Awareness is the gift of great writers to those who would come after them. Writers we never meet nevertheless become our companions on the journey of life. The insights of good writers become beacons to their readers. I collect them in great numbers.
But don’t be fooled: writing is not really about words at all, beautiful as they may be, elegant as they may seem, demanding as the writer’s talent is in capturing our attention. No amount of words without meaning, no number of details without the power to stretch our worldview, our sensitivities, can really be called “writing.”
No, writing is about ideas. It’s about what’s rumbling around in the writer’s sharing of their own personal insights that seed in a reader a whole new consciousness of what it really means to be alive.
The simple record of an experience is not what makes for great writing. The log of a person’s trip up a mountain, for instance, may be interesting but not necessarily soul-shaping. It is the distillation of the climber’s experiences that brings us to confront our own understandings, to examine their depth, to challenge their quality and caliber. It’s the writer who opens our minds to hear the heartbeat of the world that makes writing the sacrament of insight.
Then, when we ourselves come to that moment on the mountain of life that demands all our attention, requires all our strength, confronts all our own expectations, we find in ourselves an icon to guide us.
What good writers bring to the exposure of the mundane grows us all, enables us all to see our own world differently. They lead us down new paths of thought, open new possibilities, challenge what we have too easily taken for granted.

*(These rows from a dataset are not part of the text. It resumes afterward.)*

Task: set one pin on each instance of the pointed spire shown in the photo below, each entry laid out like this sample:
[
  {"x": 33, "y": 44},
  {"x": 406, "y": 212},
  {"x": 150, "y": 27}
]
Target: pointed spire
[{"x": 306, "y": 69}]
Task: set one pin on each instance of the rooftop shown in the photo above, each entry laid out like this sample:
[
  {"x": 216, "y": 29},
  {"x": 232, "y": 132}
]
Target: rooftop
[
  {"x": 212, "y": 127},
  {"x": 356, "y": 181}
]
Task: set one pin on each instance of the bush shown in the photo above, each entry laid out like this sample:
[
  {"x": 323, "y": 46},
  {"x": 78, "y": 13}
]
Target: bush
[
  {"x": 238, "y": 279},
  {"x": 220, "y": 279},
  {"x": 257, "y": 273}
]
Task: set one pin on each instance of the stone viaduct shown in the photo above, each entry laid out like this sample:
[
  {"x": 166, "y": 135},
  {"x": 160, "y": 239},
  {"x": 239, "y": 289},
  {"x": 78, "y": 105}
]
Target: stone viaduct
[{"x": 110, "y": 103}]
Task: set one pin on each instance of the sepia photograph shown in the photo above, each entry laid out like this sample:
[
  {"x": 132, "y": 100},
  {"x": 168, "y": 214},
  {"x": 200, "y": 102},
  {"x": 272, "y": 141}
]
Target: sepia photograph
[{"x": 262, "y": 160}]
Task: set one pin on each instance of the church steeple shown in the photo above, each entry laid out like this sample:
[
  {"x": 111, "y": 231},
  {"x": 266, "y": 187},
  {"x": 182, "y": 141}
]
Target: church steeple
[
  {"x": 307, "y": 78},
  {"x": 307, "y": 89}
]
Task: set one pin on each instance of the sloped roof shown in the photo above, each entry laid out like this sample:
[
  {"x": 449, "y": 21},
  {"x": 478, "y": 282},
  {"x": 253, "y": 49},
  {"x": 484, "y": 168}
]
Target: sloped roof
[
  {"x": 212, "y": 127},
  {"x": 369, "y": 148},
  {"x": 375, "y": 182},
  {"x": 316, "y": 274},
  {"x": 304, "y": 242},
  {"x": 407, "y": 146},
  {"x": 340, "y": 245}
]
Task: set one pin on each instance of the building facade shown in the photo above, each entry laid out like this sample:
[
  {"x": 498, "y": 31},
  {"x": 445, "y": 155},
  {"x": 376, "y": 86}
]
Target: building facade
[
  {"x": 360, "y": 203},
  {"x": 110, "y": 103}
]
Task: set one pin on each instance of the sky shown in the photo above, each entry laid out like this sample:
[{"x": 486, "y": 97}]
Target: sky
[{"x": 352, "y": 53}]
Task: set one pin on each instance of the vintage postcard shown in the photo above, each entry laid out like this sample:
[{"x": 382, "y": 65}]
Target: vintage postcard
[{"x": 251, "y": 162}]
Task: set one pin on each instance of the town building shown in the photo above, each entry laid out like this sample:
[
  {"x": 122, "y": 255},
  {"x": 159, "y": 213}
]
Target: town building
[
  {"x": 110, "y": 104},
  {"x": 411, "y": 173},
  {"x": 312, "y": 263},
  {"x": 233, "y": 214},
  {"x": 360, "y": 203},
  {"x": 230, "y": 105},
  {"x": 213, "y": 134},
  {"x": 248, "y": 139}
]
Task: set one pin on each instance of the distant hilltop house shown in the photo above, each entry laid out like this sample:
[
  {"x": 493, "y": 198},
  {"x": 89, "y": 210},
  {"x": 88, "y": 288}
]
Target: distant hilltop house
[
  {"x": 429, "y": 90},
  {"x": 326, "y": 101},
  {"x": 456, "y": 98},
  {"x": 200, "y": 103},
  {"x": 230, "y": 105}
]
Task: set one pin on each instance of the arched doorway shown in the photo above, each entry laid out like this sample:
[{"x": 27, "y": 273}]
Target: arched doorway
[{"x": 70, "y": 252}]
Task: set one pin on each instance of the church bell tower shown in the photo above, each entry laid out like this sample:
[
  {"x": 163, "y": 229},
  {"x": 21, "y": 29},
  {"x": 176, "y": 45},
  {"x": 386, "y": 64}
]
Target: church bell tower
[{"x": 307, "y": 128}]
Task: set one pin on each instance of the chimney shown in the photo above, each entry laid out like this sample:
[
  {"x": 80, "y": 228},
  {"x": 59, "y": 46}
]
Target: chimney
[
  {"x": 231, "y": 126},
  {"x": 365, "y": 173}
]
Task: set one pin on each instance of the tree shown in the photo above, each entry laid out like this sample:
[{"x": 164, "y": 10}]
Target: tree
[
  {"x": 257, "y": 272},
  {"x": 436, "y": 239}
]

It is, in other words, finding the writer who opens us to the great insights of life, who opens us to ourselves, and stretches us beyond data to meaning.
Good writing demands good readers. Great personal growth requires the inquiring mind.
All religious traditions, therefore, call for serious personal attention to the great wisdom of the past, the writings that have lasted through time, that is borne from the heart of one generation to another through the discipline of sacred reading.